# CEO



## xxatti

Is there a Russian abbreviation for the English title of CEO "chief executive officer"?


----------



## Grizlyk

Why dont you explain what that chief does, coz I dont really understand who is it exactly.


----------



## Binario

I can't think of any such abbreviation right now. I'm not even sure there's an exact translation of the term. The closest I can think of is "член руководства", "один из руководителей"  (literally-"member of the top management", "one of the top managers"). But even those don't have abbreviated forms.


----------



## Kolan

Binario said:


> I can't think of any such abbreviation right now. I'm not even sure there's an exact translation of the term. The closest I can think of is "член руководства", "один из руководителей"  (literally-"member of the top management", "one of the top managers"). But even those don't have abbreviated forms.


CEO - this is exactly how Ostap Bender assigned himself for the concession of 12 chairs.
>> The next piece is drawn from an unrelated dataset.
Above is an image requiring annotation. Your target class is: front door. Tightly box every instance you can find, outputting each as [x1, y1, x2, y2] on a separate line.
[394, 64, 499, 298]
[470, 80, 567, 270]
"Член..." may not, obviously, be appropriate. I bet no abbreviation for CEO in the Soviet time existed, even inofficially, it would not be just tolerated. I believe that the main reason for that was a high concentration of power at each level.


----------



## ANB

I think the closest you'd get would be "исполнительный директор", which literally means "executive director".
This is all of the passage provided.